Who hosts the days and who makes decisions about long-term improvements, such as new drives?
Caleb Sutton runs our West Country estates, which are Chargot, Molland and West Molland. Caleb has been with the company since we added Molland to our ever-expanding portfolio in 2003. He runs a fantastic day in Devon, and has a great team who support him throughout the year. This will be his 16th season on the Molland shoots.
What’s an average bag and how high are the most testing birds?
Our bag varies depending on client requirements, but we tend to have an average of 350-bird days. Nevertheless we will create a bespoke day to the needs of our customers, whether it is a 200-bird day, or a thrilling, no-expense-spared 600-bird day. We are here to satisfy every client’s needs. The huge rolling valleys at Molland and the crops we use lend themselves to a variety of challenging birds. They can be as high as 80 metres and more, which is fascinating to watch never mind shoot.
Can you give us some details about the rearing and releasing of the partridges and pheasants at Molland? Do all the birds come from the Bettws Hall game farm?

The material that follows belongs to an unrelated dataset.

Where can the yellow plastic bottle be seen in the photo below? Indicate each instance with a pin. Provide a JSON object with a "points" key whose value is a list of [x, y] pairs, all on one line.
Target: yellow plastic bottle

All stock comes from our game farm in Mid Wales, which is the most efficient game hatcher set-up in the world. Once all the chicks have been graded, we send them to Molland in one of our temperature-controlled vehicles, where they will be reared by a dedicated and experienced team. We release our birds to wood, then it is up to the keepers to make sure the stock is fit and ready to perform by September 1.

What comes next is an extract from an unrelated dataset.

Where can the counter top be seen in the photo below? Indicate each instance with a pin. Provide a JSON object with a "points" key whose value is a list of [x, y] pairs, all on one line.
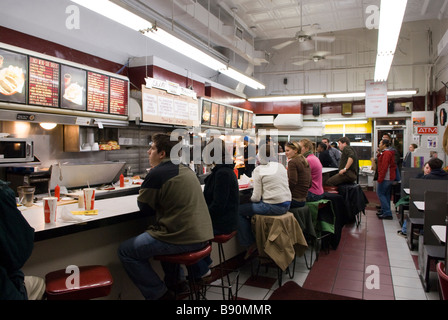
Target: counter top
{"points": [[112, 210]]}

What cover crops do you use?
We use the standard maize, kale and triticale with perennials such as chicory, reed, canary grass and wild bird mixes that are not only good for the game birds, but also fantastic for the small birds during autumn and winter.
Is there much woodland management?
The woodland is a mixture of broad leaf and forestry, and we have a very close relationship with the landowner and Forestry Commission to improve habitat, not only for game but for all sorts of other wildlife.
Is there one signature drive and if so what makes it special? Or perhaps there are a couple…
We are fortunate to have several signature drives, with classics such as Folly, West Molland Wood, Pullery, Good Heavens and Gourte.
With Bettws Hall being such an extensive operation, are there challenges in terms of ensuring continued high standards across the board?
Yes, like all companies we have challenges ahead of us, however we’re a young and enthusiastic team and enjoy overcoming the inevitable hurdles to make sure the days we provide are the best of the best. Every season we learn from any previous mistakes and make sure everything is put into making the shooting experience the best it can be for our clients. We have overcome such challenges in the past and built up a business from nothing to one of the best in its market in the UK, and this does not come easily! We have also received fantastic support from our dedicated shooting teams and our game customers over the years, which has allowed us to provide the finest possible service and products for them.
What are the plans for the future and how much does it cost to shoot here?
Our price varies according to the estate you wish to shoot on. However, our average price for pheasant is £42 per bird and partridge is £37. It is important to remember that our birds are challenging due to the terrain, so price per bird may seem high but price per shot is actually very low. As previously mentioned, we can tailor our days to the requirement of our guests, whether that is a 150-bird day or a 600-bird day.
The future at Bettws Hall is very exciting, with a young team operating as the engine of the company. We know that exciting new ventures lie ahead for Bettws Hall and we look forward to sharing these with our clients in the very near future.